In 2019, delegates approved a new business item that read, “The NEA vigorously opposes all attacks on the right to choose and stands on the fundamental right to abortion under Roe v. Wade.” It was the first time the union officially affirmed its support for a constitutional right to abortion.
This year’s item went further, committing NEA to take a number of specific actions in support of abortion rights. The delegates approved item 34 by a vote of 3,103 to 1,084.
It’s questionable whether three-quarters of NEA members support abortion to this extent, but such a vote may be self-fulfilling. Abortion opponents will refuse to join the union, reducing their percentage among members.
Then there were the items that didn’t cause any stir, but probably should have.
No. 31 was referred to committee without debate. It called on NEA to revive the issue of a merger with the American Federation of Teachers. We are a long time removed from the failed 1998 attempt, and there is no indication as to whether sentiments have changed.
Item No. 44 passed by a margin of 3,195 to 590. It directed NEA to send contract language to affiliates that would provide paid bereavement leave for pregnancy loss and failed fertility treatments.
I’m not sure how well this harmonizes with the union’s abortion support. Surely abortion constitutes a “pregnancy loss.” Would it qualify for purposes of bereavement leave? One delegate reportedly opposed the measure because “it extends personhood to a fetus.”
Finally, you may have noticed that the total number of votes on each of these items comes nowhere close to 5,071 — the number of delegates registered on day one. By the evening of the final day, the total number of votes per item hovered between 65% and 75% of the registered delegates.
With an 8 p.m. deadline to meet, the union’s budget was approved in a matter of minutes. Delegates didn’t seem overly concerned with projected membership numbers or how off the mark NEA’s previous forecasts were.
The 2021-22 budget was based on an expectation of 1,652,000 active professional, or full-time, members. Most of these are classroom teachers. That would have been an increase of 55,000 members from the previous year’s projection.
But reports to the U.S. Department of Labor showed NEA had lost almost 60,000 members during the 2020-21 school year. NEA’s secretary-treasurer reported to the board of directors earlier this year that losses had continued, with another 15,000-member drop.
The budget for 2022-23 doesn’t forecast a rebound. NEA expects 1,637,000 active professionals and 263,000 active support employees, down 15,000 and 5,000, respectively, from the previous year’s budget.

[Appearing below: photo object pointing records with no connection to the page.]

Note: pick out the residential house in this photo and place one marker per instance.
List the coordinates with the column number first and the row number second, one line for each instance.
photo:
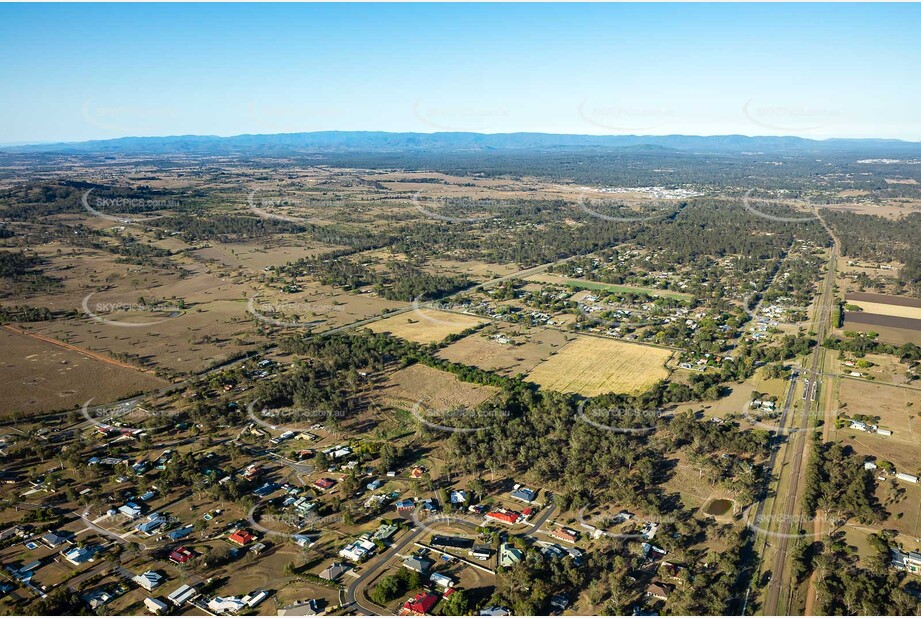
column 504, row 516
column 182, row 595
column 420, row 605
column 523, row 494
column 255, row 598
column 442, row 581
column 565, row 534
column 334, row 571
column 405, row 505
column 181, row 555
column 454, row 542
column 155, row 606
column 910, row 561
column 418, row 564
column 509, row 555
column 358, row 550
column 226, row 605
column 81, row 555
column 148, row 580
column 324, row 484
column 55, row 539
column 659, row 590
column 241, row 537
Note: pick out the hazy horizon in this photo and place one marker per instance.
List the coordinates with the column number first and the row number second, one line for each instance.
column 95, row 72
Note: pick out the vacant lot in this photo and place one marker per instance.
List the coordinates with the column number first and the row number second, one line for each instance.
column 897, row 409
column 609, row 287
column 888, row 309
column 433, row 389
column 508, row 351
column 43, row 377
column 425, row 325
column 591, row 366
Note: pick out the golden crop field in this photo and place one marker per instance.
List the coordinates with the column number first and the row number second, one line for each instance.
column 425, row 325
column 898, row 311
column 591, row 366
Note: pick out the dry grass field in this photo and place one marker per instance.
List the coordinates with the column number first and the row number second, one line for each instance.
column 525, row 349
column 432, row 388
column 425, row 325
column 591, row 366
column 898, row 409
column 43, row 377
column 899, row 311
column 594, row 285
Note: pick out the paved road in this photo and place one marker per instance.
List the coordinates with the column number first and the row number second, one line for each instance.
column 353, row 594
column 801, row 441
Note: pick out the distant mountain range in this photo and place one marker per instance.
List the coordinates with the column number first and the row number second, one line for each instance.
column 379, row 141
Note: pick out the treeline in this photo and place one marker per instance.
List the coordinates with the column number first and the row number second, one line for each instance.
column 860, row 344
column 872, row 237
column 224, row 227
column 401, row 281
column 837, row 483
column 24, row 273
column 24, row 313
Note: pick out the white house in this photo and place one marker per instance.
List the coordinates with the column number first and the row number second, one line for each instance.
column 357, row 551
column 442, row 581
column 155, row 606
column 149, row 580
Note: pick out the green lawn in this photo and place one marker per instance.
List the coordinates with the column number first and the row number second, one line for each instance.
column 610, row 287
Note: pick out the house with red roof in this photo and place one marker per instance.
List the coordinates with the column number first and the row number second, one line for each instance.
column 324, row 483
column 420, row 605
column 565, row 534
column 241, row 537
column 503, row 516
column 181, row 555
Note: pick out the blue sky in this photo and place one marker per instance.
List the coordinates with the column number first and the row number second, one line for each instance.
column 77, row 72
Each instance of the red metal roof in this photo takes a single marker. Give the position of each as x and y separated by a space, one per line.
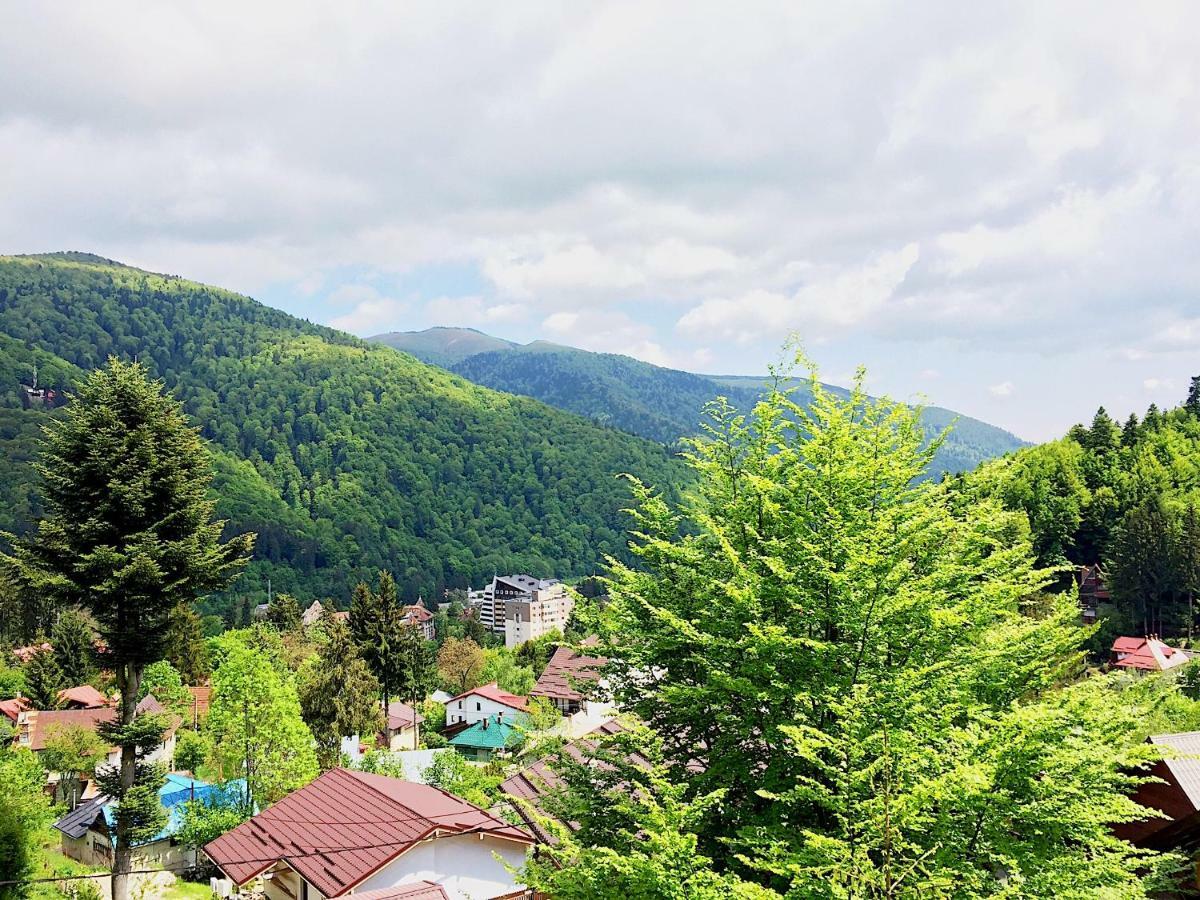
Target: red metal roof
401 715
346 826
43 723
415 891
83 697
492 691
564 673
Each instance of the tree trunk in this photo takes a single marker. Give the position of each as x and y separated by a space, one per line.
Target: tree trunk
129 679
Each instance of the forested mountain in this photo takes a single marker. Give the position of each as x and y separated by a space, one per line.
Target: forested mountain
663 405
1126 497
443 346
343 456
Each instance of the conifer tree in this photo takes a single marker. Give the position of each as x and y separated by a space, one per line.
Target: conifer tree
43 681
339 695
75 647
129 534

But membership numbers, the expenditures of dues dollars, and the effect of the assembly’s actions on both, weren’t the primary worries of many delegates. One tweeted, “when you bring up the cost of New Business Items (NBIs) as a reason for not supporting — you’re defaulting to white supremacy culture.”
The average classroom teacher gets unfairly blamed for the fringe stuff that comes out of the convention, but chances are very good that most have no idea what is being done in their name by their national union. If it’s any consolation, it’s unlikely anything the NEA Representative Assembly did this year will move the needle. No member not already so inclined is suddenly going to attend an abortion rally simply because NEA “encourages” it.
The representative assembly provides a nice little bubble for NEA activists to congratulate themselves on their devotion to various causes. Its 5,000 delegates may constitute the “world’s largest democratic deliberative assembly,” but 75,000 members voted with their feet in the last two years. If that trend continues, it will eclipse whatever future actions the delegates have in mind.